Tesoro de dos culturas es mi nieto, el más pequeñito de los grandes amores de mi vida, que hoy, 14 de enero, cumple su primer año. Año que se lo ha pasado bailando, escudriñando campanas, tratando de ascender cada escalera que se le paraba delante, haciendo ruidos como si fuera un carro de motor poderoso, repitiendo sonidos para dominarlos, o contemplando los árboles por la ventana con apasionado interés.

Amante empedernido de su gata y sus dos perros, Maddox pertenece a esa clase de espíritus independientes  que eligen sus amigos peludos y traviesos de manena democrática, para explorar el terreno de juego de igual a igual. Es fácil verlo dormido a milímetros de distancia de un labrador gigante, o compartir su colchita con un chihuahua consentido.
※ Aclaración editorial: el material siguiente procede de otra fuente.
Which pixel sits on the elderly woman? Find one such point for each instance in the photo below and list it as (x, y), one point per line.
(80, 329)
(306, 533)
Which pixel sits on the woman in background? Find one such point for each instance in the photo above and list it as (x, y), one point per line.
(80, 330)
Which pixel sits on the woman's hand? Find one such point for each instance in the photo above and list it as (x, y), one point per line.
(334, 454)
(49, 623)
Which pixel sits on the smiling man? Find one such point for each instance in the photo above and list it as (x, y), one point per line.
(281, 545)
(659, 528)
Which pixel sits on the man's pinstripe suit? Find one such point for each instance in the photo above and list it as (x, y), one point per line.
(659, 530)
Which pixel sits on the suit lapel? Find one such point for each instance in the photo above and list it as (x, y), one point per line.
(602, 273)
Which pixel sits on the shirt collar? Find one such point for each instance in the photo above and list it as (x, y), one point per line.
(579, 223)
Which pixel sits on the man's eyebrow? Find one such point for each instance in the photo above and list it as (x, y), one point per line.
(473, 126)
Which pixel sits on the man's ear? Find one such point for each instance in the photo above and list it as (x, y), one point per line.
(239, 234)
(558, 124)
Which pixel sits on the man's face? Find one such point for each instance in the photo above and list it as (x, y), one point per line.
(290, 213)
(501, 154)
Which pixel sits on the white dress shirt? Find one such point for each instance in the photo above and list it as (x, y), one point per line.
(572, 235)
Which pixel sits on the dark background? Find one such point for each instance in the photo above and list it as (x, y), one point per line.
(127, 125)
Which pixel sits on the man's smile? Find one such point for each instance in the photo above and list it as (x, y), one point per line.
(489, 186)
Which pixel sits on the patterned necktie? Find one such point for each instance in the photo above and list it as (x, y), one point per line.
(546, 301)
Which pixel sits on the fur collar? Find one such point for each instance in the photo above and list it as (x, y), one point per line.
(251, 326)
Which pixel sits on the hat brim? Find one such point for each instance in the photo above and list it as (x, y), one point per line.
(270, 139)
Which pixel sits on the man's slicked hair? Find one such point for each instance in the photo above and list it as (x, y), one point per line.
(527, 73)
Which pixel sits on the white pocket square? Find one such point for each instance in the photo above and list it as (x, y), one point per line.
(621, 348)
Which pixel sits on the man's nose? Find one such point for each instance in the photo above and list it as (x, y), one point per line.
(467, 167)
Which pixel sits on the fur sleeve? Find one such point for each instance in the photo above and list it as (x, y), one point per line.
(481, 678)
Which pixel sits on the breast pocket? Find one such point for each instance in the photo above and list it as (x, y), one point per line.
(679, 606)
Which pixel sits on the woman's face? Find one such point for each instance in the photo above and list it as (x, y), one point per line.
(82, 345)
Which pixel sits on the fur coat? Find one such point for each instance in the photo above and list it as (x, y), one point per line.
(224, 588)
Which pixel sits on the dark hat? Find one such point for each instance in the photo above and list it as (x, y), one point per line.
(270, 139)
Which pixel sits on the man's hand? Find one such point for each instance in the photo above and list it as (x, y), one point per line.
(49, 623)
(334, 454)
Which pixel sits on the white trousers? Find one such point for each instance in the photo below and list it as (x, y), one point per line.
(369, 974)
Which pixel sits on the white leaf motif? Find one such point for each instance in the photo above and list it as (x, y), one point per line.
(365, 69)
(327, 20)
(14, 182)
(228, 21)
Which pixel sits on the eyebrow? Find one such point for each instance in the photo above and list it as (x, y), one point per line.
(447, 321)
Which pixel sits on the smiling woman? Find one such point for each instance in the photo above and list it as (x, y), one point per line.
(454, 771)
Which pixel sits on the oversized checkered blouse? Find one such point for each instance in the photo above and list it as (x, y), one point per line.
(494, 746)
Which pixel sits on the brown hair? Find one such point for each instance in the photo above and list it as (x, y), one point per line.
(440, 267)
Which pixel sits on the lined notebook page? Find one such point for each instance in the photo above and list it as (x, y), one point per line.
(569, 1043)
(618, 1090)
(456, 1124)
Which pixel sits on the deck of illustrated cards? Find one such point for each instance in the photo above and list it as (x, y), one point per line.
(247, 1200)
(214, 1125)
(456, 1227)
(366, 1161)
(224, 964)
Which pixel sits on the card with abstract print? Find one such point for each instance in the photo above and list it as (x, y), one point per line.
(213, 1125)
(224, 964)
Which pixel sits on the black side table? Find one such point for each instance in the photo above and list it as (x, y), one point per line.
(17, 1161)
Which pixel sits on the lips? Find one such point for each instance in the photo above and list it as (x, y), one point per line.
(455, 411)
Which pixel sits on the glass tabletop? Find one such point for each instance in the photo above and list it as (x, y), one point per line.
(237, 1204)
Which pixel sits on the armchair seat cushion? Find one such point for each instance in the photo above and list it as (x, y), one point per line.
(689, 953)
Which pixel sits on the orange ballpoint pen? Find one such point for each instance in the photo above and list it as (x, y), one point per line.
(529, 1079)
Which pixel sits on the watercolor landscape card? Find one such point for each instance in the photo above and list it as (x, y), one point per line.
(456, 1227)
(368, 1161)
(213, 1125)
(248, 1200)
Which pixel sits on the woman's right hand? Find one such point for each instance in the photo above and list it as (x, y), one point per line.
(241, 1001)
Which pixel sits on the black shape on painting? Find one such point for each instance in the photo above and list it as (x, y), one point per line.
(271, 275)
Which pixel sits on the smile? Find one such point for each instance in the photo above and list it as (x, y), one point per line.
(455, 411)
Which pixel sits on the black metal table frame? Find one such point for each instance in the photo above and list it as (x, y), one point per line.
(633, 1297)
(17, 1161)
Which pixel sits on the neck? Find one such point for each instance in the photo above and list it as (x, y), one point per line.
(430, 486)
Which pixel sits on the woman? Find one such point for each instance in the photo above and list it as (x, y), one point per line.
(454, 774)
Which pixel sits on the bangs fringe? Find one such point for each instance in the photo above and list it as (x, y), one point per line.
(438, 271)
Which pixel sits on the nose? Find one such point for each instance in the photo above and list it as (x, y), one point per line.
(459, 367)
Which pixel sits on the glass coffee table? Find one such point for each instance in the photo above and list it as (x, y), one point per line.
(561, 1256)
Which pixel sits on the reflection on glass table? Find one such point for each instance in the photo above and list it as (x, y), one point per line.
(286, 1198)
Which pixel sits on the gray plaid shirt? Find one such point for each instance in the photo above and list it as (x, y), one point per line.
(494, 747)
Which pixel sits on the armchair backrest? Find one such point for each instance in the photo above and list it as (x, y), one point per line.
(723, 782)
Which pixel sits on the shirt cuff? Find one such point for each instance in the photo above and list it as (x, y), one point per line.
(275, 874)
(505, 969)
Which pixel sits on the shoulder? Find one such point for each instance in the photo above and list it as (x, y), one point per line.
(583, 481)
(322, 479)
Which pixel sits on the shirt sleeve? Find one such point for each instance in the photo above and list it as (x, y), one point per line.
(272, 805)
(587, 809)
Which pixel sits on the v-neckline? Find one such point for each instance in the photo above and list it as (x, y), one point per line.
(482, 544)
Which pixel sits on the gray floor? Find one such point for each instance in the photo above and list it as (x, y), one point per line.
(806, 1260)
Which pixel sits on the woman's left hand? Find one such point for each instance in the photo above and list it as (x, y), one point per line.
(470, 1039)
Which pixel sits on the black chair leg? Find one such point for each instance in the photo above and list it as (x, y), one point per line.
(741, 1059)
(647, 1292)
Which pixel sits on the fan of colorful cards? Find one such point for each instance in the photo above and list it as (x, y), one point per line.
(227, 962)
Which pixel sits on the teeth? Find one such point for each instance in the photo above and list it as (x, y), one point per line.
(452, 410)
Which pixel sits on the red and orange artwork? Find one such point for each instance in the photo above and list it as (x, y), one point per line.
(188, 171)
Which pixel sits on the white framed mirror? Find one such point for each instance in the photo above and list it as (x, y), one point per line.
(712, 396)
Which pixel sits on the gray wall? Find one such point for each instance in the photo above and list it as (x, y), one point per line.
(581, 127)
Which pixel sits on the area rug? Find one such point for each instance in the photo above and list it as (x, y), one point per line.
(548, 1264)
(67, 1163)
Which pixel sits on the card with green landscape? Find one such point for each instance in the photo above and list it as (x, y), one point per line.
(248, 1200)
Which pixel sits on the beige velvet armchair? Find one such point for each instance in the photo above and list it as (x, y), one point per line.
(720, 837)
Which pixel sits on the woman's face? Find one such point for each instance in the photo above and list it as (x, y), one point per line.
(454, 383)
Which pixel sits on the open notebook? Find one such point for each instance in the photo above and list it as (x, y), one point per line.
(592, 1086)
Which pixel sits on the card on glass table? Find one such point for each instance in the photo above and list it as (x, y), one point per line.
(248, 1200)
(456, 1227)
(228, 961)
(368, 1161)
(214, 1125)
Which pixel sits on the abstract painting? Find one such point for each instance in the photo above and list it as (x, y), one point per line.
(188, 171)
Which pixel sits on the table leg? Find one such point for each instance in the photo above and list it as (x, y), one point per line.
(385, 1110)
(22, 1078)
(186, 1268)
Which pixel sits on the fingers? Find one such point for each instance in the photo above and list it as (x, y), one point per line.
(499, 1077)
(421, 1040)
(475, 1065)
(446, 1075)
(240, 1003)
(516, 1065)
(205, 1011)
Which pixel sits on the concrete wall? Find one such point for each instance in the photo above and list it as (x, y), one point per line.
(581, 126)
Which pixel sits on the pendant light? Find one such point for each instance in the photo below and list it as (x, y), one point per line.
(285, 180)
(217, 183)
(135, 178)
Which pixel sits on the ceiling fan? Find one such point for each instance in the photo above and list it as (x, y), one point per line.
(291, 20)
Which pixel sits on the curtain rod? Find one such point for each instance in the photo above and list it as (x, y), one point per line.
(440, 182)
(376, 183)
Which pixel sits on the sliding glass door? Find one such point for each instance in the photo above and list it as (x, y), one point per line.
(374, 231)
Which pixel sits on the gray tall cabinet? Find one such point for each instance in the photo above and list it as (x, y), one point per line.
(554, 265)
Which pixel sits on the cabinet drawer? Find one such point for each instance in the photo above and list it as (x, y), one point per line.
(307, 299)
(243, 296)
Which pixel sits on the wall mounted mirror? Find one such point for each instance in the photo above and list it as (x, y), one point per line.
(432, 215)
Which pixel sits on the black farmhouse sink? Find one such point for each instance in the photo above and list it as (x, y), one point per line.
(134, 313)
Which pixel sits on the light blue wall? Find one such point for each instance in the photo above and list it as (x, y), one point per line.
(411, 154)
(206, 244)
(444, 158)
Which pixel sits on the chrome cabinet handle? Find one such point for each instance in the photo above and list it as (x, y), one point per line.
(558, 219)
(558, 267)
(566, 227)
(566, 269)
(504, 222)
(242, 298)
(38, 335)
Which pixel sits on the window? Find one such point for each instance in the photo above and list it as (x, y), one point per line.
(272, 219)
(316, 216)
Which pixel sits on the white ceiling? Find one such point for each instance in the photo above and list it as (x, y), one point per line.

Maddox Mateo llegó en invierno, como si fuera un copo de nieve, y mientras una llovizna fría se deslizaba por las ventanas del hospital, él lanzaba su primer grito de libertad en Spanglish para que los abuelos, que esperábamos afuera de la habitación tomados de las manos, supiéramos que su avión, acababa de aterrizar.

Desconozco si merezco el privilegio de vivir largo tiempo para asumir el reto y el sueño de verlo crecer y disfrutar los réditos de su transparencia, pero me confieso rendida de ternura ante su sonrisa y ante cada uno de sus  pasitos y sus descubrimientos. 

Anhelo para él una existencia justa. Que no le toque vivir entre espinas de desigualdad y que sepa asumir su libertad y sus credos a pleno pulmón, pero sin olvidar que no hay mayor felicidad que la que trae la libertad compartida y el respeto a todo derecho ajeno.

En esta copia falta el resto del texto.